I don't think that guy paid attention to the video. Some of his points were addressed in the video, like people seeing what you're typing at the same time (which can be disabled if you want) (reason 2).
For reason 3, since Wave acts like a tree, you can actually talk behind people's backs without everyone else seeing your sub-conversation. Not to mention, you can spin off a Wave (branching for us version control folk) yet pick up changes to the original if you want to since it knows about it's parent. Then you can share the copied version with other people. If people will actually do that is another issue.
And for reason 1, the idea of editing the original (which is all version controlled so there is no data loss) is that you can have a concise thread of discussion rather than having to weed through many forwards and "hidden" added content in the replies.
Some of the demos, like the chess match I think are actually really cool. I tried explaining this to some non-technical friends of mine this weekend and they just didn't get as excited as me, so maybe I'm wrong in thinking this is going to be widely adopted. I'm seeing most people get hung up on the lack of perceived usefulness of the collaboration aspects of the technology.
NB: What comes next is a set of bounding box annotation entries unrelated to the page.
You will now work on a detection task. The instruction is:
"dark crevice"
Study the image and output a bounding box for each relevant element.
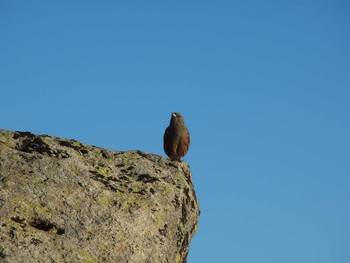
[30,218,65,235]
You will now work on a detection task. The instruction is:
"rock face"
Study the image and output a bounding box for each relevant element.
[0,130,199,263]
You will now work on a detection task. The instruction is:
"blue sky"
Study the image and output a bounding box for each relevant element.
[0,0,350,263]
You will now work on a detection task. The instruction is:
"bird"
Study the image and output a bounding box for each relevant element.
[163,112,190,162]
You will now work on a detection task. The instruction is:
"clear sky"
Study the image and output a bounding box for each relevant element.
[0,0,350,263]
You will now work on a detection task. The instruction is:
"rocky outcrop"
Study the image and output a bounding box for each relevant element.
[0,130,199,263]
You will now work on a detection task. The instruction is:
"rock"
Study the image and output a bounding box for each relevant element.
[0,130,199,263]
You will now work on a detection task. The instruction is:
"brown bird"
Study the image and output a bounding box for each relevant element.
[163,112,190,162]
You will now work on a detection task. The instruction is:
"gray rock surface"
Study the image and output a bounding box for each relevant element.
[0,130,199,263]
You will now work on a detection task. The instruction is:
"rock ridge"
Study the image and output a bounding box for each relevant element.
[0,130,200,263]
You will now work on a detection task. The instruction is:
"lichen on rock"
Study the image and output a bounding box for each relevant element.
[0,130,199,263]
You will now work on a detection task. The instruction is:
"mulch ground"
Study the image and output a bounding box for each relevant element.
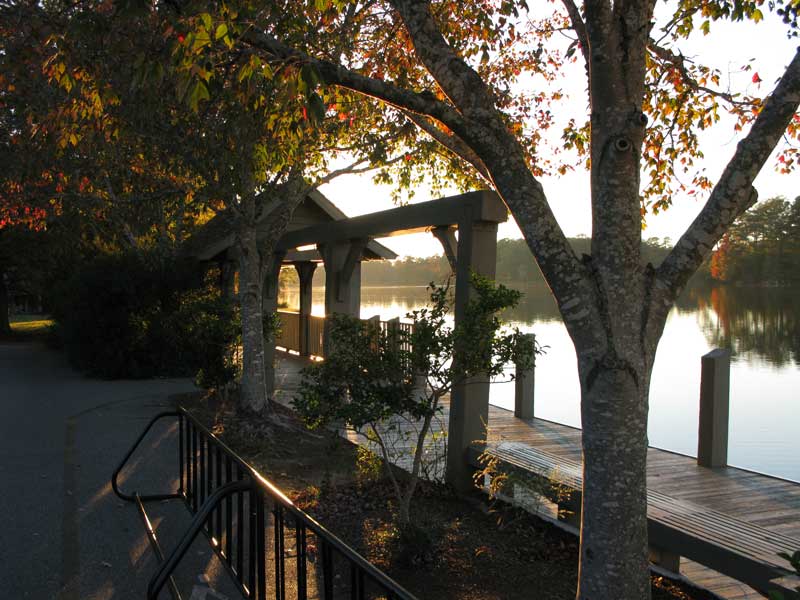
[177,394,716,600]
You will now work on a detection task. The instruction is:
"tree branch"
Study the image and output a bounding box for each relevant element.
[561,0,589,66]
[403,111,492,181]
[647,38,753,107]
[242,30,464,129]
[391,0,494,116]
[651,48,800,326]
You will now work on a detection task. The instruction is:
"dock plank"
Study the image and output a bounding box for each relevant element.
[276,357,800,600]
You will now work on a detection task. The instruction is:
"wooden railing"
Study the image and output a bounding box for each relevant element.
[275,310,325,356]
[275,310,536,412]
[275,310,300,352]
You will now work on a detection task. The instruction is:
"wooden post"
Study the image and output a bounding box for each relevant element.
[697,348,731,468]
[514,333,536,419]
[445,217,497,492]
[294,261,317,356]
[318,239,367,356]
[261,250,286,398]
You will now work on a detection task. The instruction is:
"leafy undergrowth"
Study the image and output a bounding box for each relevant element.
[179,394,714,600]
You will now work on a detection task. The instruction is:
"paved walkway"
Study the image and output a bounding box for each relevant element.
[0,343,235,600]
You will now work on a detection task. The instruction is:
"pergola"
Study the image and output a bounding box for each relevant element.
[187,191,508,488]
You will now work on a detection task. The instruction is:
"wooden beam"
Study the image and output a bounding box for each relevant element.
[277,191,508,250]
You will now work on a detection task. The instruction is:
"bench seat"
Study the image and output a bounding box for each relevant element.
[470,442,800,600]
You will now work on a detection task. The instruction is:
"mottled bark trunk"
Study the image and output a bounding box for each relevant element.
[238,219,269,413]
[0,270,11,334]
[577,344,650,600]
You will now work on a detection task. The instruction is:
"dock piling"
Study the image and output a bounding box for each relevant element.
[697,348,731,468]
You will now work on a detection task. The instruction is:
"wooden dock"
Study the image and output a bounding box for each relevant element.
[276,353,800,600]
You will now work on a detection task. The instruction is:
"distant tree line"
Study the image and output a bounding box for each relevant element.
[361,237,672,285]
[708,196,800,285]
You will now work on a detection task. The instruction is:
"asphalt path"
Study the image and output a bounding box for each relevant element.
[0,343,244,600]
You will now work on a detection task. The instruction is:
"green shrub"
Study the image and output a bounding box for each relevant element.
[54,253,238,385]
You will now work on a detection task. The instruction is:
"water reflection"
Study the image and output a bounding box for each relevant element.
[679,286,800,367]
[280,285,800,481]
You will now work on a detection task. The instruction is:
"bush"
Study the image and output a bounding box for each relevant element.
[54,253,238,382]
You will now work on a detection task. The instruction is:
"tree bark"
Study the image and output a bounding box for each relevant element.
[0,270,11,334]
[248,7,800,600]
[577,336,652,600]
[238,217,269,413]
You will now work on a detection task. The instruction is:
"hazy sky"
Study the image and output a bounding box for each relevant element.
[321,6,800,256]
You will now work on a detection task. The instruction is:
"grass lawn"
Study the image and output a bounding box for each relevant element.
[5,315,54,339]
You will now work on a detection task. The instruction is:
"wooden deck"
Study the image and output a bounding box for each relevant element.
[276,355,800,600]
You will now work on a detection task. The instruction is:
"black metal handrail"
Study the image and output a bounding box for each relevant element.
[111,409,422,600]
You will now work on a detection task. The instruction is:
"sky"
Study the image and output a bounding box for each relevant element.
[320,6,800,257]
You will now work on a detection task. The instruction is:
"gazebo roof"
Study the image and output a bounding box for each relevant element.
[181,190,397,262]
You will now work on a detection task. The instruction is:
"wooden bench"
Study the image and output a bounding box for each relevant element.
[470,442,800,600]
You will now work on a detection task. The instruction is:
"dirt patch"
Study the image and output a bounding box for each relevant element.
[177,394,715,600]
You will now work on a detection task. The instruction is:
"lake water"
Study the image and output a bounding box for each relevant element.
[281,285,800,481]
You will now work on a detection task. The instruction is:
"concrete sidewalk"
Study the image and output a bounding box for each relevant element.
[0,343,241,600]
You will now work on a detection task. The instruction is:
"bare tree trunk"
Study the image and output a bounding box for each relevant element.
[577,360,650,600]
[238,218,269,413]
[0,269,11,334]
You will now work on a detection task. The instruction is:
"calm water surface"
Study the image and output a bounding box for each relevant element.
[282,285,800,481]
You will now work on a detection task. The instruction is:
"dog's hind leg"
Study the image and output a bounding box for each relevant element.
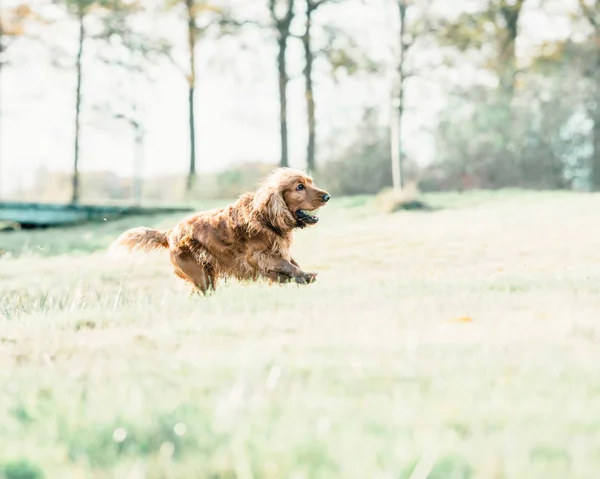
[171,252,216,294]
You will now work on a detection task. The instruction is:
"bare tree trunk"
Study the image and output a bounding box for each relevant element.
[390,0,408,191]
[0,20,4,199]
[185,0,198,193]
[71,2,85,204]
[302,0,316,173]
[133,123,144,206]
[277,34,289,166]
[268,0,294,167]
[498,0,525,101]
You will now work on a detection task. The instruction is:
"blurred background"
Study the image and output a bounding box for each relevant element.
[0,0,600,203]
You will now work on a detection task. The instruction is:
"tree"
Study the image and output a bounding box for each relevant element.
[169,0,224,194]
[96,0,164,204]
[579,0,600,191]
[0,4,42,199]
[438,0,525,99]
[301,0,352,173]
[268,0,295,167]
[390,0,430,191]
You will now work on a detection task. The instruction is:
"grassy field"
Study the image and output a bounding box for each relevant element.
[0,192,600,479]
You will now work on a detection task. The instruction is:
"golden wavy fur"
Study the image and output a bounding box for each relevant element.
[115,168,331,293]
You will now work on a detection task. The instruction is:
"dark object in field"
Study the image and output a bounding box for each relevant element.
[114,168,331,293]
[0,221,21,232]
[392,200,434,212]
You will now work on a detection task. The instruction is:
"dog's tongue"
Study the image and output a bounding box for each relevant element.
[297,210,319,223]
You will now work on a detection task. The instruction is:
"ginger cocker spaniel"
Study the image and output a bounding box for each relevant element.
[114,168,331,293]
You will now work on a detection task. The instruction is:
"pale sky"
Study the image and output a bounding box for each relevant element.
[0,0,570,192]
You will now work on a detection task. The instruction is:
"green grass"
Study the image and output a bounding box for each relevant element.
[0,191,600,479]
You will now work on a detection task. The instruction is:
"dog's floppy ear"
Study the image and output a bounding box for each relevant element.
[252,185,295,233]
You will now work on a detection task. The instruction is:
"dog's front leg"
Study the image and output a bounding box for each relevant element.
[248,251,317,284]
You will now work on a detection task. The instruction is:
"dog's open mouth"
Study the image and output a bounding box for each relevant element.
[296,210,319,226]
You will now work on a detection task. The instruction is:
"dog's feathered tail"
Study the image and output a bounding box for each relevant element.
[110,226,169,252]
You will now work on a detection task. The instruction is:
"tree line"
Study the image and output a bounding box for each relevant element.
[0,0,600,203]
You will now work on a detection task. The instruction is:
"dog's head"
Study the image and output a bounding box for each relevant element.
[253,168,331,233]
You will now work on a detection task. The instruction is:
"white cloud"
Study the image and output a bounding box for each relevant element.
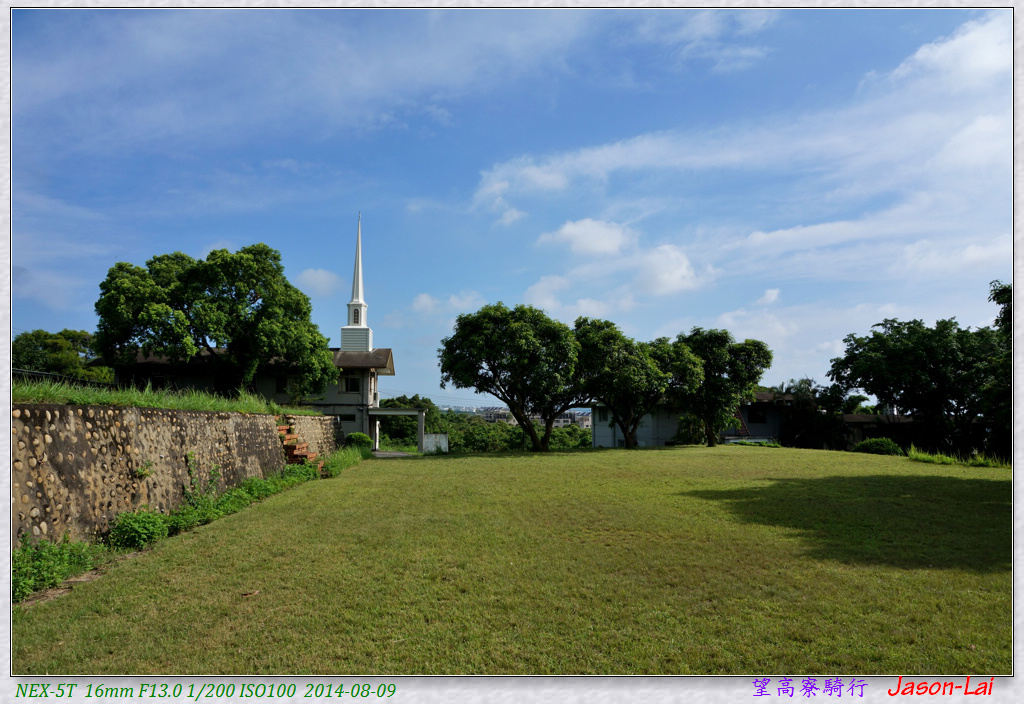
[413,294,440,313]
[10,266,99,311]
[635,245,701,296]
[413,291,484,315]
[889,11,1013,93]
[890,232,1013,275]
[523,275,569,312]
[637,9,778,72]
[538,218,636,254]
[296,269,341,298]
[13,9,600,150]
[447,291,484,312]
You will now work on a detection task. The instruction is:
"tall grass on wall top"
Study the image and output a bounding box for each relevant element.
[11,380,321,415]
[906,445,1011,469]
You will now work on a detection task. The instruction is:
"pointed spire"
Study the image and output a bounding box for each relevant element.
[352,212,362,303]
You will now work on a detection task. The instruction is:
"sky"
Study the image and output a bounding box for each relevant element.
[11,9,1013,405]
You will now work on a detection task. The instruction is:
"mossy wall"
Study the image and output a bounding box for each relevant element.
[11,404,337,544]
[285,415,345,456]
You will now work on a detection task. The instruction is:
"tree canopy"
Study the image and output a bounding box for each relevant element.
[10,329,114,382]
[575,317,672,448]
[95,244,338,396]
[659,327,772,447]
[828,318,1010,451]
[437,302,586,451]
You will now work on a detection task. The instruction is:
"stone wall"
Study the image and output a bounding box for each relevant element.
[11,404,344,544]
[284,415,345,457]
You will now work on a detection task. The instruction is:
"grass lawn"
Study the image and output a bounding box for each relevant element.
[12,446,1012,675]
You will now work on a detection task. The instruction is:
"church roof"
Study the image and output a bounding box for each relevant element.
[331,347,394,377]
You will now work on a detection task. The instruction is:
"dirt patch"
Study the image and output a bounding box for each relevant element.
[17,553,142,608]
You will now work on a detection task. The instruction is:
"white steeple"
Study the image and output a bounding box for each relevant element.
[341,213,374,352]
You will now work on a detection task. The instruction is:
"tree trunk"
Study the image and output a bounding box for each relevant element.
[530,415,555,452]
[503,407,548,452]
[613,414,637,450]
[703,421,718,447]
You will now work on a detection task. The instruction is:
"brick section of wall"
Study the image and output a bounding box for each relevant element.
[11,404,292,544]
[284,415,345,458]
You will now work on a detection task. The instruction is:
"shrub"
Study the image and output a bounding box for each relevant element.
[166,505,202,535]
[324,447,373,477]
[853,438,903,455]
[11,536,106,602]
[906,445,1010,467]
[281,462,319,482]
[214,488,255,516]
[108,507,167,549]
[345,433,374,448]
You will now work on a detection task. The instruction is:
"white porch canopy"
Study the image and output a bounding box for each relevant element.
[367,408,427,452]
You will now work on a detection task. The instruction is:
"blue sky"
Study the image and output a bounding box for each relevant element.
[11,9,1013,404]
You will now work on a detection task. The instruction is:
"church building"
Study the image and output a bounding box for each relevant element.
[299,216,394,447]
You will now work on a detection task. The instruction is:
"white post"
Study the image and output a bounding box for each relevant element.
[416,408,427,454]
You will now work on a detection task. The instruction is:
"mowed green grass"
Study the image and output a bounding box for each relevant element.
[12,447,1012,675]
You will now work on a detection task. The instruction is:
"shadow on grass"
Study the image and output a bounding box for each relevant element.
[681,475,1013,572]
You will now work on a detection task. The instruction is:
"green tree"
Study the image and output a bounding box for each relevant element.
[673,327,772,447]
[828,318,1001,451]
[10,329,114,383]
[437,302,585,451]
[95,244,338,397]
[575,317,672,448]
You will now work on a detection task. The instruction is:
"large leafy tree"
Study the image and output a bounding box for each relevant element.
[575,317,671,448]
[673,327,772,447]
[95,244,338,396]
[828,318,1009,451]
[10,329,114,382]
[437,302,586,451]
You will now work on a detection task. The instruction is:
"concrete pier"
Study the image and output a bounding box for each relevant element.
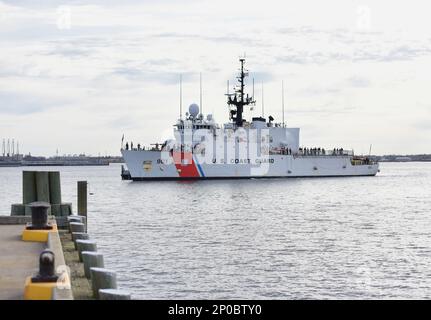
[0,222,45,300]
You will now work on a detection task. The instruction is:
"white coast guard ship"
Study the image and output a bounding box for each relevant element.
[121,59,379,180]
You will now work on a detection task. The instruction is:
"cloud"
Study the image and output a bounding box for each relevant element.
[0,91,54,115]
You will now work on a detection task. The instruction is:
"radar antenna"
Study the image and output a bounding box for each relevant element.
[227,58,255,127]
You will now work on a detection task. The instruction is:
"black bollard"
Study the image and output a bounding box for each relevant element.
[27,201,52,230]
[31,249,58,282]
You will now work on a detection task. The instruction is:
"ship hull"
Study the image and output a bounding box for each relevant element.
[122,150,379,181]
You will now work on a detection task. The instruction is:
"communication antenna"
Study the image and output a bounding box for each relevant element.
[262,82,265,117]
[180,74,183,119]
[281,80,286,127]
[199,72,204,114]
[252,78,256,102]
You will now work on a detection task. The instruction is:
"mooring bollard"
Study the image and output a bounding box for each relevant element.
[76,240,97,262]
[69,222,85,233]
[81,251,105,279]
[72,232,90,250]
[90,268,117,299]
[27,201,52,230]
[31,249,58,282]
[99,289,132,300]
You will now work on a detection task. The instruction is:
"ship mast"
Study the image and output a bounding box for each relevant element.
[227,58,255,127]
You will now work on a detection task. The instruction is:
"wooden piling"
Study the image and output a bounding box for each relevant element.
[81,251,105,279]
[78,181,87,216]
[90,268,117,299]
[22,171,37,204]
[69,222,85,232]
[72,232,90,250]
[76,240,97,262]
[99,289,132,300]
[36,171,51,203]
[49,171,61,204]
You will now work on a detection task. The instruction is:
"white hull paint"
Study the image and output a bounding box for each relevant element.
[122,150,379,180]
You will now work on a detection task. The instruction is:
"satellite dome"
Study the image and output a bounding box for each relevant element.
[189,103,199,118]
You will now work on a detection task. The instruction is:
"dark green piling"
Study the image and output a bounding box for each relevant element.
[49,171,61,204]
[22,171,37,204]
[36,171,51,203]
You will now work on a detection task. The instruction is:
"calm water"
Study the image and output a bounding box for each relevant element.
[0,163,431,299]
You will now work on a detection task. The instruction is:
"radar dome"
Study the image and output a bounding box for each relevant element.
[189,103,199,118]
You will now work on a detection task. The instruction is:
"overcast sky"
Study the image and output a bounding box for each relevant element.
[0,0,431,155]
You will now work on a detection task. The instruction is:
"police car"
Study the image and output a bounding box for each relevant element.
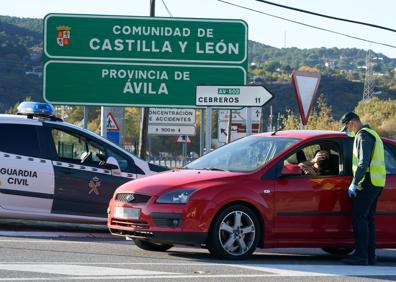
[0,102,165,223]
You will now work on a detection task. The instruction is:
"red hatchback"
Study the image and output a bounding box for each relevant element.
[108,131,396,259]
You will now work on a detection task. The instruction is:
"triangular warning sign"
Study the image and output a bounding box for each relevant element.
[292,71,320,125]
[106,113,120,131]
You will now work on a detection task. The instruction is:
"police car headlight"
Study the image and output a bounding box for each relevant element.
[157,189,197,204]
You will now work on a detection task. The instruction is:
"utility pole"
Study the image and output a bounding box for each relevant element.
[363,49,374,101]
[139,0,155,160]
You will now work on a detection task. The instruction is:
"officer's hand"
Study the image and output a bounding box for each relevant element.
[348,183,358,198]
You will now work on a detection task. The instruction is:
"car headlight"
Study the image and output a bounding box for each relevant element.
[157,189,197,204]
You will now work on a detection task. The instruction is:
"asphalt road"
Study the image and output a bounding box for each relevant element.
[0,230,396,281]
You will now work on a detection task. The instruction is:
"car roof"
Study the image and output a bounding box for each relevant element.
[257,130,348,139]
[0,114,44,125]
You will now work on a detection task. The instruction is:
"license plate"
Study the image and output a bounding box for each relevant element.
[114,207,140,219]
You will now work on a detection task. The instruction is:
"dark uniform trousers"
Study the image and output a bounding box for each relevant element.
[352,174,383,260]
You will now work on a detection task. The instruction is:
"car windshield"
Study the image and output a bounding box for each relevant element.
[184,136,299,172]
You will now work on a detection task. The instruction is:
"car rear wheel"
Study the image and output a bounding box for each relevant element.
[207,205,261,259]
[322,247,354,256]
[133,239,173,252]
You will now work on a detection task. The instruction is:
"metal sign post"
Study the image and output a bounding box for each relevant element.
[205,107,212,154]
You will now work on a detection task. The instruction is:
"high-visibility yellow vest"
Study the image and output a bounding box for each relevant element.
[352,127,386,187]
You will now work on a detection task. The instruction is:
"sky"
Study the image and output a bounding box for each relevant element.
[0,0,396,58]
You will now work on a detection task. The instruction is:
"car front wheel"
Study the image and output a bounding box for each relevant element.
[207,205,261,259]
[133,239,173,252]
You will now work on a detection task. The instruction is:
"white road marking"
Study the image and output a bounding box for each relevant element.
[0,262,396,281]
[234,264,396,277]
[0,263,179,276]
[0,231,113,240]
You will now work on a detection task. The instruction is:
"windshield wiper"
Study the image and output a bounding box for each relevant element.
[201,167,227,171]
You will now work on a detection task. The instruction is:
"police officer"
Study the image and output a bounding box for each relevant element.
[341,112,386,265]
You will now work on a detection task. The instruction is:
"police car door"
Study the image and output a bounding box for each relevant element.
[47,127,135,218]
[0,123,54,214]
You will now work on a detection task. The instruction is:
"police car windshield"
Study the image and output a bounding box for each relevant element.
[185,136,299,172]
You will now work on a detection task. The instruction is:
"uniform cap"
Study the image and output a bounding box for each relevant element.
[340,112,360,131]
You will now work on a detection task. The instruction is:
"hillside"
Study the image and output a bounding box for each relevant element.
[0,16,396,117]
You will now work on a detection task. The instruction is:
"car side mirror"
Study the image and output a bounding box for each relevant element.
[281,164,302,176]
[103,157,121,175]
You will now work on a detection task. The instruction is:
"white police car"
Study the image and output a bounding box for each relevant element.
[0,102,165,223]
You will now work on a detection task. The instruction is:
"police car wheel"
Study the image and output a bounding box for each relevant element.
[207,205,261,260]
[133,239,173,252]
[322,247,354,256]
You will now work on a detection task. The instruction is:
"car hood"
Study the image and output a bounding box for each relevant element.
[116,169,246,196]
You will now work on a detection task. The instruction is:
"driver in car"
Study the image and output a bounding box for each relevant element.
[298,150,331,176]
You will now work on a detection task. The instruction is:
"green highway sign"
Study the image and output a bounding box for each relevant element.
[44,14,248,65]
[43,60,247,108]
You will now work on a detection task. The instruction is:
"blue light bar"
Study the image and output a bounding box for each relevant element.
[17,102,55,117]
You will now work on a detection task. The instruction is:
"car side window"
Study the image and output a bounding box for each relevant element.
[107,149,128,171]
[51,128,87,162]
[0,124,41,158]
[384,144,396,174]
[282,141,340,176]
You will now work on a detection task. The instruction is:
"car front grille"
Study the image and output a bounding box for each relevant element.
[111,219,150,229]
[116,193,151,203]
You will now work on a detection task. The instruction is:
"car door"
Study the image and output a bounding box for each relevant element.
[45,126,135,218]
[0,121,54,216]
[274,139,351,244]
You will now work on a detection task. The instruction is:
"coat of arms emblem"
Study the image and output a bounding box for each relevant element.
[88,176,102,195]
[56,25,71,47]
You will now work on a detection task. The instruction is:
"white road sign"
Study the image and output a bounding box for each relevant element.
[149,108,195,125]
[195,85,272,107]
[148,124,195,135]
[219,107,261,122]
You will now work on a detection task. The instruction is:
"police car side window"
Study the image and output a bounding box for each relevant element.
[0,124,41,158]
[107,150,128,171]
[51,128,86,161]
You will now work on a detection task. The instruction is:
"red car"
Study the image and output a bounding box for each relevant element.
[108,130,396,259]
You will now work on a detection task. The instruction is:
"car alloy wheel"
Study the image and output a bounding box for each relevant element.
[208,205,261,259]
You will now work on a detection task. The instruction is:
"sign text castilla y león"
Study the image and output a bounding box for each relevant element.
[43,14,247,107]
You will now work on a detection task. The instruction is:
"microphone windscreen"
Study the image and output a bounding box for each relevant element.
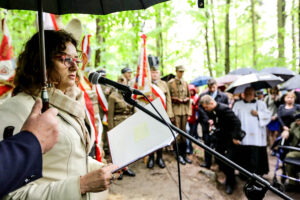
[89,72,101,84]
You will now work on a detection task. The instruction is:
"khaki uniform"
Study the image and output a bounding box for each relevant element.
[108,91,134,130]
[168,77,192,156]
[152,80,174,118]
[286,122,300,185]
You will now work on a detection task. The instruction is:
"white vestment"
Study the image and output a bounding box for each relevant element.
[232,100,272,146]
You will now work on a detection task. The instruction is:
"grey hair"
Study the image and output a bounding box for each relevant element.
[200,94,216,105]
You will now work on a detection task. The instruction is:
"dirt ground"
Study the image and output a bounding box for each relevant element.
[108,147,300,200]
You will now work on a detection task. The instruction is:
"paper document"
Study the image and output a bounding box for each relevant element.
[107,98,177,168]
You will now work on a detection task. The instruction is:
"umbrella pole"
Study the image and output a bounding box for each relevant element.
[37,0,49,112]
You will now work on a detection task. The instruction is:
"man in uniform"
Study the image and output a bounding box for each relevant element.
[168,65,192,165]
[198,79,229,169]
[147,55,174,168]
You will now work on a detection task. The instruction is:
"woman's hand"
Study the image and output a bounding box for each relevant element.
[281,131,289,139]
[80,164,118,194]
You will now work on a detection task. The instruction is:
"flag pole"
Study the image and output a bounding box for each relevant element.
[37,0,49,112]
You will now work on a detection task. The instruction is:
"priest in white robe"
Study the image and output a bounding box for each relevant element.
[233,87,272,175]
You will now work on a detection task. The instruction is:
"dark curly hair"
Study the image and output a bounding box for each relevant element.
[13,30,77,95]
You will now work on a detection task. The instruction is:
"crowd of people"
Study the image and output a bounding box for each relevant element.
[0,28,300,199]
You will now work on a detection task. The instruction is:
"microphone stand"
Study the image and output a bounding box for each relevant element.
[121,90,292,200]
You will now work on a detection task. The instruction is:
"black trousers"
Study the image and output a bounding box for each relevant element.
[202,131,212,167]
[216,146,235,187]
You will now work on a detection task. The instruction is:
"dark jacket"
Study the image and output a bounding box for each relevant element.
[0,131,42,199]
[198,91,229,133]
[210,103,241,148]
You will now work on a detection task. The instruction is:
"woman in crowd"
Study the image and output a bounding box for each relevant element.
[277,91,300,131]
[264,86,280,145]
[0,30,117,200]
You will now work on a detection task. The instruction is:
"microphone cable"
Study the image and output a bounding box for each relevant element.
[141,92,182,200]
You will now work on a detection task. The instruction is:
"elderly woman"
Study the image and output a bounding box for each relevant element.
[0,31,117,200]
[277,91,300,131]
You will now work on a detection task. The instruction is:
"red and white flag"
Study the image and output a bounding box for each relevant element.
[152,84,167,110]
[81,34,92,61]
[0,18,15,97]
[134,34,152,101]
[43,12,59,31]
[95,84,108,124]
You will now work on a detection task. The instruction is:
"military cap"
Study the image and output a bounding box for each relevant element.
[175,65,184,72]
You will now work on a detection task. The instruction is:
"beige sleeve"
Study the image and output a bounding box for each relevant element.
[3,176,84,200]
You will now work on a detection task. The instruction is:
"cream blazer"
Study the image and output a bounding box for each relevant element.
[0,93,108,200]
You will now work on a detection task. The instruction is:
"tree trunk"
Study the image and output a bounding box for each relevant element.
[251,0,257,68]
[225,0,230,74]
[298,0,300,74]
[156,7,164,75]
[95,17,104,67]
[211,0,218,63]
[204,9,213,77]
[277,0,285,65]
[291,0,299,71]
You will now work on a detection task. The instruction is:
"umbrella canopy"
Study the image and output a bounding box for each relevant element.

I wonder if you can remove people from the Wave later (like if they haven't made contributions). I get the feeling it's sort of like a message board where the person who created the Wave is the owner and can actually destroy the Wave if they want to, as seen when the demo shows the guy finishing the Wave and then removing it from the other person's screen repeatedly. Either way, I'm sure it's going to fun to play with. Something tells me now though that it might take a while for non-tech people to adopt, but I'm guessing tech people (especially intranet type stuff) will grow quickly.